“Empresas do turismo já levam tão a sério atração de trabalhadores como de clientes”

Crise na habitação também está a afetar o emprego no turismo. António Marto adianta que alojamento faz cada vez mais parte do pacote de benefícios oferecido aos trabalhadores.

Dos salários mais baixos ao trabalho por turnos, as condições de trabalho no turismo português ainda têm margem para melhorar, mas hoje já são mais competitivas do que há uns anos. O retrato é traçado por António Marto, presidente da Associação Fórum Turismo e fundador da Bolsa de Empregabilidade, um projeto especializado no recrutamento de recursos humanos para empresas do setor turístico, através de feiras e de uma plataforma online.

Em entrevista ao ECO, o responsável conta como tudo começou, não poupa críticas às condições laborais oferecidas aos trabalhadores do turismo, mas deixa claro também que hoje, uma pandemia depois, as empresas já olham para os trabalhadores de maneira diferente: captá-los já é tão relevante, quanto atrair clientes, sobretudo face à escassez de mão de obra.

António Marto debruça-se ainda sobre o impacto da crise na habitação no emprego turístico. E deixa um desejo: que Portugal seja não só o melhor destino turístico do mundo, mas também o melhor destino para trabalhar em turismo no mundo.

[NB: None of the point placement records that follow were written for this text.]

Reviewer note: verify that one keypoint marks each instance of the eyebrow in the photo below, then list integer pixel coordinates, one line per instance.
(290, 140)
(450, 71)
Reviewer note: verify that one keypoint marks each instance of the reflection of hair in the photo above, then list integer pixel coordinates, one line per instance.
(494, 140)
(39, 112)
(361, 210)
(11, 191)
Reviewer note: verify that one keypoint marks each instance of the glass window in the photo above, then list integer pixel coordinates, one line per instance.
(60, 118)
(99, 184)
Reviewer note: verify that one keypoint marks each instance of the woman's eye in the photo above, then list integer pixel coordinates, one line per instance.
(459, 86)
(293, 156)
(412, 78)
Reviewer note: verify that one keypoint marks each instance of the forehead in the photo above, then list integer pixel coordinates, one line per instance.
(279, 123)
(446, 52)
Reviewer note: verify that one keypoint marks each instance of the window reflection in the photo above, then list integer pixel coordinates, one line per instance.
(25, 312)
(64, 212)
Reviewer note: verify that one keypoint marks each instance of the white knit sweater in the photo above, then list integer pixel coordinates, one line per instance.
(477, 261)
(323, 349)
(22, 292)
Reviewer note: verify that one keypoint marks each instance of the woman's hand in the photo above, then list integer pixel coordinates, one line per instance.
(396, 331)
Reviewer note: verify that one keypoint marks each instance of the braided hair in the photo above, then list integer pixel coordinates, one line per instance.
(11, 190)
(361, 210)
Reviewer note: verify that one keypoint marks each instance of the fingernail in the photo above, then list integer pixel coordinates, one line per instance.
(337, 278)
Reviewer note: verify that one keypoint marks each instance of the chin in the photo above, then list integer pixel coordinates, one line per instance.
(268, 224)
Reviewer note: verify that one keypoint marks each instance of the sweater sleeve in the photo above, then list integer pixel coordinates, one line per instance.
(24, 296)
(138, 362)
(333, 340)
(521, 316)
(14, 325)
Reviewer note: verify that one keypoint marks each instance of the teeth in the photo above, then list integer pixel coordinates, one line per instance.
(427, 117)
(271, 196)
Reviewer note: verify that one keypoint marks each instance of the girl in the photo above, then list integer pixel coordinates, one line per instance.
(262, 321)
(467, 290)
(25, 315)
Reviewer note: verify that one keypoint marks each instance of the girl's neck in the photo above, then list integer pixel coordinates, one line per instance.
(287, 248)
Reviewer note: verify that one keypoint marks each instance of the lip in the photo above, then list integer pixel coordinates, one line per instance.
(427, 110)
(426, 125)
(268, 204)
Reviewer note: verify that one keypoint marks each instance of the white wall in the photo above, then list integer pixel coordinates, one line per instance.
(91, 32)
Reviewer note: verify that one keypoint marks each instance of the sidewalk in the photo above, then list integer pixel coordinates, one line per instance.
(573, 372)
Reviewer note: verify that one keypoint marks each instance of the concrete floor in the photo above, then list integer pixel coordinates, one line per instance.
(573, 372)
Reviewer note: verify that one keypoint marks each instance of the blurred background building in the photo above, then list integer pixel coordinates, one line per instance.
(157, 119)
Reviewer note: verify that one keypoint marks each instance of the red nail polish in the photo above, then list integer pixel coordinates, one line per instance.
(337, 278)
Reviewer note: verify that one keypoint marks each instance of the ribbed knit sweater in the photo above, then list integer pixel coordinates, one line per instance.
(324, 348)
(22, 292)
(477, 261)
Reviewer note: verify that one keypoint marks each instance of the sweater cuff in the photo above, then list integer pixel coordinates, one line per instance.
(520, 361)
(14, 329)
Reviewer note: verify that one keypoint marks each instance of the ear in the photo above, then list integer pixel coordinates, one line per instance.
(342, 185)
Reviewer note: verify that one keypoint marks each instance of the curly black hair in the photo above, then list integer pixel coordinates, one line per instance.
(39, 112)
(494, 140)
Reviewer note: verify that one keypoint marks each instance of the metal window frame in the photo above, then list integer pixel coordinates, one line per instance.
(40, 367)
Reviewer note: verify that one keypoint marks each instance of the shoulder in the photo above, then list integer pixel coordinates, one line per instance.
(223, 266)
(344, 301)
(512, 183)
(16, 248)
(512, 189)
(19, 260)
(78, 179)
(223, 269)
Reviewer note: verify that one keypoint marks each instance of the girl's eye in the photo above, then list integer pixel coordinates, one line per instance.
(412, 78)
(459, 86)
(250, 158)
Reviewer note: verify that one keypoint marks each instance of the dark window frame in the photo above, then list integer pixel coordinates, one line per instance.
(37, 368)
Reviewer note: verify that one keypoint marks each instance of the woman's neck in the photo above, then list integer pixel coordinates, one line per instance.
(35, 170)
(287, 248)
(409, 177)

Na BTL, as empresas estavam presentes numa ótica de promoção e venda dos seus serviços, e não de identificação e contratação de talento. Pensei que, se estava a sair de uma feira de turismo com aquela frustração, todos aqueles que estivessem na mesma condição que eu, de sem recém-formado, sairiam também com a mesma frustração.

António Marto

Fundador da Bolsa de Empregabilidade

A Bolsa de Empregabilidade nasceu em 2016. Comecemos por aí. O que o levou a criar este projeto? E de que modo difere das outras empresas e serviços de recrutamento que já existiam?

A Bolsa de Empregabilidade surgiu em 2016, quando ainda era recém-licenciado na área de turismo. Em 2015, tinha percorrido os corredores da BTL [Bolsa de Turismo de Lisboa] e constatei que, numa tentativa de abordagem às empresas para entrega de currículo ou numa tentativa de saber como poderia ser um futuro colaborador dessas empresas, quem me respondia não sabia dar essa informação. Na BTL, as empresas estavam presentes numa ótica de promoção e venda dos seus serviços, e não de identificação e contratação de talento. Pensei que, se eu estava a sair de uma feira de turismo com aquela frustração, todos aqueles que estivessem na mesma condição que eu, na qualidade de estudantes ou sem recém-formados, sairiam também com a mesma frustração. No ano seguinte, dentro da Associação Fórum Turismo, essa perceção levou-me a abordar a BTL e a desafiá-los a criar um espaço de identificação e contratação de talentos.

E como correu essa primeira edição da Bolsa de Empregabilidade?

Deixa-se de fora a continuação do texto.